The people we have the hardest time communicating with are those closest to us and we all wonder from time to time how to build communication skills that are effective. You would think closest relationships, spouse, siblings, children and coworkers would be the easiest to communicate with because of the level of familiarity. But the old cliché about familiarity breeds contempt is evident in how our communication skills end up working out with those we feel the most comfortable with. In one part, it is because the familiarity we have with them creates an informal bond where people are less inclined to be on their best behavior, and another part of it is that our closest relationships are the playing ground we use to work out past issues.
Communication skills are what can help keep our closest relationships close though. The first thing to think about is if you are talking more kindly to strangers than you are to your spouse and children, there is a big problem.
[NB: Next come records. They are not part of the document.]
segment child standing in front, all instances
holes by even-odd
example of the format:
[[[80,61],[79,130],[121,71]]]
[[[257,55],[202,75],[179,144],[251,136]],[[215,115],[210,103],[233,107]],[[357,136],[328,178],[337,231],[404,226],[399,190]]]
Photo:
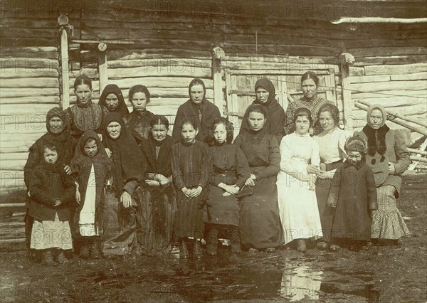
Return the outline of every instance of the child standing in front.
[[[191,119],[184,121],[181,142],[172,146],[171,164],[176,188],[176,216],[174,236],[179,242],[179,257],[189,257],[186,241],[193,243],[193,255],[202,255],[200,240],[203,237],[203,208],[208,193],[211,158],[209,148],[196,140],[197,124]]]
[[[338,250],[338,241],[347,240],[352,248],[371,242],[371,211],[376,209],[376,188],[372,171],[365,164],[366,142],[357,137],[345,144],[347,161],[335,172],[327,205],[336,208],[331,231],[334,243],[330,250]]]
[[[71,160],[71,169],[78,180],[75,191],[78,207],[74,225],[80,235],[80,257],[98,259],[101,257],[100,236],[102,234],[104,187],[110,176],[112,163],[93,131],[83,133],[79,147]]]
[[[67,262],[64,251],[73,248],[68,204],[74,199],[72,178],[58,161],[57,148],[46,142],[44,162],[38,165],[29,179],[28,214],[34,218],[30,248],[41,251],[48,266]]]
[[[209,148],[212,171],[209,194],[204,213],[207,230],[206,253],[216,255],[218,232],[228,233],[231,251],[241,251],[238,237],[239,207],[236,196],[251,176],[248,160],[237,145],[231,144],[233,124],[226,119],[217,118],[213,123],[213,138]]]

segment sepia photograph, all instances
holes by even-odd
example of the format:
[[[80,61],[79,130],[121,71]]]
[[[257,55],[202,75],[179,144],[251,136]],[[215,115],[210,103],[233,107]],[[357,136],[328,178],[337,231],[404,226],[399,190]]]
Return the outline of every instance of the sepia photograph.
[[[427,302],[425,0],[0,0],[0,302]]]

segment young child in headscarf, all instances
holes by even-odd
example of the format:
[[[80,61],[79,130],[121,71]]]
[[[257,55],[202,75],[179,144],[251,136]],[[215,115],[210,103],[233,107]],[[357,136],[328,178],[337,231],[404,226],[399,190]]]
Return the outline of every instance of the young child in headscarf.
[[[107,155],[99,137],[93,131],[85,132],[79,149],[71,160],[73,172],[78,179],[75,226],[80,235],[80,257],[100,258],[100,238],[102,235],[102,213],[104,186],[111,176],[112,161]]]
[[[334,175],[327,200],[329,206],[336,208],[331,231],[334,243],[330,248],[332,251],[340,248],[338,239],[349,240],[351,247],[360,241],[369,246],[371,211],[377,208],[374,174],[365,164],[367,143],[352,137],[346,142],[345,151],[347,159]]]
[[[43,163],[29,178],[28,215],[34,218],[30,248],[42,252],[42,262],[48,266],[65,263],[64,250],[73,248],[68,204],[73,202],[74,184],[58,159],[56,147],[51,142],[43,148]]]

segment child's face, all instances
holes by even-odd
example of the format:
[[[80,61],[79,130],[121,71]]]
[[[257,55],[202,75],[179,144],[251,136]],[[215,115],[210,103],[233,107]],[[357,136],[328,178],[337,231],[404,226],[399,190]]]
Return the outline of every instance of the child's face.
[[[134,110],[138,112],[142,112],[145,110],[145,107],[147,107],[147,96],[142,92],[135,92],[132,97],[130,102],[134,107]]]
[[[58,161],[58,152],[50,149],[45,149],[43,158],[46,163],[55,164]]]
[[[87,84],[77,85],[77,87],[74,90],[74,92],[77,97],[77,102],[82,105],[85,105],[89,103],[92,98],[92,90]]]
[[[96,141],[93,139],[90,138],[86,141],[85,143],[85,153],[88,156],[92,158],[97,153],[97,144],[96,144]]]
[[[360,152],[349,151],[347,157],[349,162],[350,162],[351,164],[354,165],[362,160],[362,154]]]
[[[214,129],[214,137],[216,143],[220,144],[227,140],[227,129],[226,129],[226,126],[223,124],[221,123],[216,125],[216,127]]]
[[[166,139],[167,128],[163,124],[154,124],[152,127],[152,137],[158,142],[162,142]]]
[[[182,129],[181,130],[181,135],[184,142],[186,143],[194,143],[196,142],[196,136],[199,134],[199,129],[194,129],[194,127],[191,124],[184,124],[182,125]]]

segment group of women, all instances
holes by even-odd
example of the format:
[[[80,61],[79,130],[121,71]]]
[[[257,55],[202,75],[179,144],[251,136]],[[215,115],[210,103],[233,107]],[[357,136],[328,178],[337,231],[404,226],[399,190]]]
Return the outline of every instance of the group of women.
[[[78,170],[72,159],[87,143],[80,138],[95,132],[103,147],[97,152],[111,161],[110,172],[103,171],[99,180],[96,170],[108,165],[94,166],[94,181],[101,188],[95,220],[102,225],[96,245],[104,256],[166,254],[179,243],[180,255],[186,257],[191,241],[192,253],[200,257],[200,240],[216,241],[217,223],[234,227],[228,238],[235,252],[241,244],[251,252],[272,252],[292,241],[305,252],[309,238],[326,249],[334,220],[327,201],[335,170],[346,159],[348,136],[338,127],[338,109],[317,95],[317,77],[306,73],[301,85],[304,96],[285,112],[271,81],[257,81],[256,99],[231,144],[233,127],[206,99],[200,79],[190,83],[190,98],[178,110],[171,137],[167,119],[147,110],[150,95],[145,86],[130,88],[130,113],[117,85],[105,87],[95,104],[90,79],[79,76],[74,85],[76,104],[65,112],[48,112],[48,132],[30,149],[26,184],[42,161],[43,142],[58,147],[64,170],[72,174]],[[372,238],[397,240],[408,233],[396,198],[409,154],[400,132],[389,129],[385,121],[384,108],[374,106],[359,135],[367,141],[367,164],[378,191]],[[226,139],[221,139],[221,132]],[[70,208],[71,216],[79,216],[80,208]],[[28,238],[31,220],[27,216]],[[76,238],[83,235],[75,226],[72,230]],[[208,253],[216,250],[211,247]]]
These are the people that deserve our best and also need us to lead by example. Keeping our best behavior with them will reflect back to us by them returning their best behavior back.
Communication Skills to Get What You Want
The most important communication skills to remember are to focus on yourself and what you want. If you focus on the problem and what you don’t want, and blame the other person, there is going to be anger and defenses and how could you expect different? For example, if your spouse is always late it is probably not going to work really well if you say “You make us late every time, what is wrong with you?” and then go into a rant about the problem of being late. Instead, try saying “I want for us to be on time, what works best for you to make sure we are prompt?” This allows them the opportunity to talk about what would help them be on time.
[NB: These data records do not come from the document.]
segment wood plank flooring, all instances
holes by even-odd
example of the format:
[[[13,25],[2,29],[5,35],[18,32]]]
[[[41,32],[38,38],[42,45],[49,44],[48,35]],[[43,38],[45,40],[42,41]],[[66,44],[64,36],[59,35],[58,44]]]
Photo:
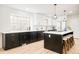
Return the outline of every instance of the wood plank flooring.
[[[0,54],[59,54],[44,48],[44,40],[31,44],[24,44],[20,47],[10,50],[0,49]],[[79,54],[79,39],[75,39],[75,45],[67,52],[67,54]]]

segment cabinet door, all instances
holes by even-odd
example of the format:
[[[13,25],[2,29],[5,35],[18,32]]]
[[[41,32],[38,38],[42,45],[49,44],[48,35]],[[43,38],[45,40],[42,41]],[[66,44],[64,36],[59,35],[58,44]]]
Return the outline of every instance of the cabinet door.
[[[38,40],[43,40],[44,39],[44,34],[43,34],[42,31],[39,31],[37,35],[38,35]]]
[[[11,49],[17,46],[19,46],[18,34],[5,34],[4,49]]]
[[[55,34],[44,34],[44,48],[62,53],[62,37]]]
[[[37,41],[37,32],[31,32],[31,42],[36,42]]]

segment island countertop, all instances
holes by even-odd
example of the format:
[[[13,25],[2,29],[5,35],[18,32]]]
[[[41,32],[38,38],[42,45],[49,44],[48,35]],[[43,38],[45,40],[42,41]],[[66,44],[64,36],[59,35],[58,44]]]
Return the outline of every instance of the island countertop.
[[[62,32],[58,32],[58,31],[45,31],[43,33],[64,35],[64,34],[68,34],[68,33],[71,33],[71,32],[73,32],[73,31],[72,30],[62,31]]]

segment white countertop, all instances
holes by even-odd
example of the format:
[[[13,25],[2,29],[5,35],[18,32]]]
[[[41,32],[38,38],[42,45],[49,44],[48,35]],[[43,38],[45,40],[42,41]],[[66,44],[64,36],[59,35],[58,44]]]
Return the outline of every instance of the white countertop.
[[[58,31],[45,31],[43,33],[64,35],[64,34],[67,34],[69,32],[73,32],[73,31],[71,31],[71,30],[62,31],[62,32],[58,32]]]

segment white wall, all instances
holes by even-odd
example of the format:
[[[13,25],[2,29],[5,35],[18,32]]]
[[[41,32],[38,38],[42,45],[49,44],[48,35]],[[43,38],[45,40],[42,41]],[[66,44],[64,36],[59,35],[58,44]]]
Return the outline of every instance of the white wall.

Communication Skills Need Follow Through
Do what you say you will do, when you said you would do it. Amazing at how simple, yet ridiculously underrated that statement is. When you use good communication skills, you can say anything you need to say in a way that is non-threatening and non-blaming. In the example above if you use polite communication skills and say “If you are running late I will leave without you”, then you must follow through with that or you will let the other person know that what you say is not what you will do. That will erode trust and will not help your efforts in being able to be on time.
Communication Skills Focus on Solutions
The best communication skills require you to stay positive. See if you can go for 42 hours without a single complaint. Instead, every time you see a problem, state what you want instead using a communication skill called and “I statement. This communication skill means that you talk about yourself. “I want to be on time” – not “I want YOU to be on time”.
Using these communication skills will work for any relationship. You may want something the other person does not want and that is okay. That is where negotiation communication skills to work out a solution you are both comfortable with. Remember to negotiate calmly and stay focused on results, not on what is not working. You will be amazed at how effective this will be.